Post by BannanoPeel » 08 Jul 2010, 17:27

First off I would like to say that I love Scan Tailor so far. Previously BookDrive Editor 15 day trial version, which is not nearly as accurate (not to mention they want $1200 for the full version).

There is just one thing that is really needed is a fixed content select box. I'm planning on scanning a ton of books but having to adjust the content box for all the pages will be far to time consuming. Something where you can make a box for the first page and the program automatically crops all the other pages the exact same.

I know the developer of Scan Tailor is not currently taking suggestions. So I'm trying to figure a way to alter my scans in a way so that Scan Tailor things that content is on the outside around the book when it really isn't, then I'll just batch crop all the files when I'm done. Right now I'm trying to put a 2'' border of paper with text around it. I was hoping that this would cause the content box to automatically make a box around it, so I could crop the 2'' out later, but I'm not having much luck. Does anyone have any ideas? It would be really nice if I could just disable select content and margins and then use acrobat to crop all the images.

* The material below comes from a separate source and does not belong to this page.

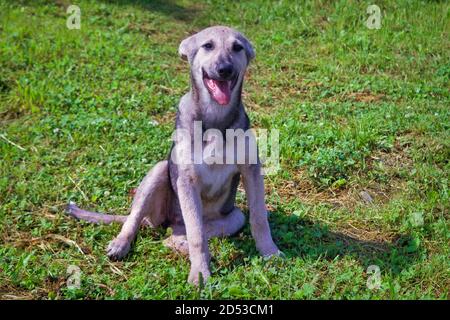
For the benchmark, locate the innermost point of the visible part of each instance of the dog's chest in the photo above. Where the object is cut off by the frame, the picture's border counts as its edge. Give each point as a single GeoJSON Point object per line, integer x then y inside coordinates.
{"type": "Point", "coordinates": [216, 176]}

Post by Tulon » 08 Jul 2010, 18:17

Why do you think you would have to adjust the content box every time? Is auto-detection failing for you frequently? What kind of material do you have?

If I ever implement this feature, I would need very serious reasons for doing so. Generally, I don't like this kind of features, because they are worse than useless for people without special hardware. Activating such a feature will never help them, but will usually hurt, especially considering the lack of undo feature in Scan Tailor.

In addition, I am now working on dewarping, and expect that to take several months. I am not going to distract myself by working on even the features I like.

If you really need this functionality, you would have to do it yourself. Maybe patching the project file would work for you.
Scan Tailor experimental doesn't output 96 DPI images. It's just what your software shows when DPI information is missing. Usually what you get is input DPI times the resolution enhancement factor.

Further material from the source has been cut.